2012年 01月 31日
LA FARMACIA ITALIANA NELLA STORIA E NELL'ARTE |


店から八坂神社方面へ行く用事のあるときは、縄手通りから新橋、もしくは白川に入り、そこから切通しを必ずといっていいほど抜ける。
フィレンツェの老舗薬局“サンタ・マリア・ノベッラ”が、その切通しの角にオープンした。物販のお店が少ないエリアだが、ひっそりとうまく佇んでいる。普段使っているものもあるので、近所にあるのはとてもありがたい。
ヨーロッパには未だに古い建物・インテリア薬局が幾つか残っており、旅先でたまに目にする。

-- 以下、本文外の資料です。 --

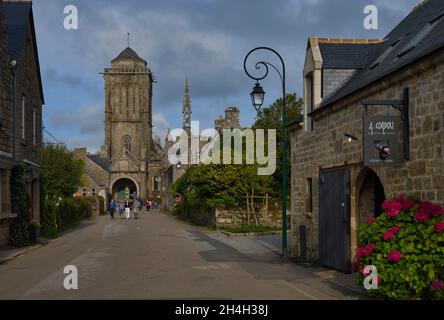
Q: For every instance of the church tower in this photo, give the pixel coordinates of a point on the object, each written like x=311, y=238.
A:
x=128, y=124
x=186, y=107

店に入り薬を買ったことはないが、遠目からその中世の装飾を施されたインテリアやすっきりと収まった薬ビンや箱などを覗うのは楽しいものだ。
















LA FARMACIA ITALIANA NELLA STORIA E NELL'ARTE
1964, Milano, 488 pages, 250 x 354 x 45
“イタリアの薬局、その歴史と芸術”と題された背表紙と角の部分に革をあしらった大著は1930年代に出版された本の復刻版である。手書きでナンバーリングがされており、この本は142。
テキストはイタリア語のみ。その内容は薬の調剤の発展、文学・芸術・政治にかかわる薬局の歴史、磁器製の薬貯蔵壺の芸術、乳鉢・風変わりで珍奇な薬のレシピや逸話、免状、修道院・宗教的な薬局、薬局をとりまく環境、薬局の歴史と芸術、それらをテキストと数多くの図版でまとめてある。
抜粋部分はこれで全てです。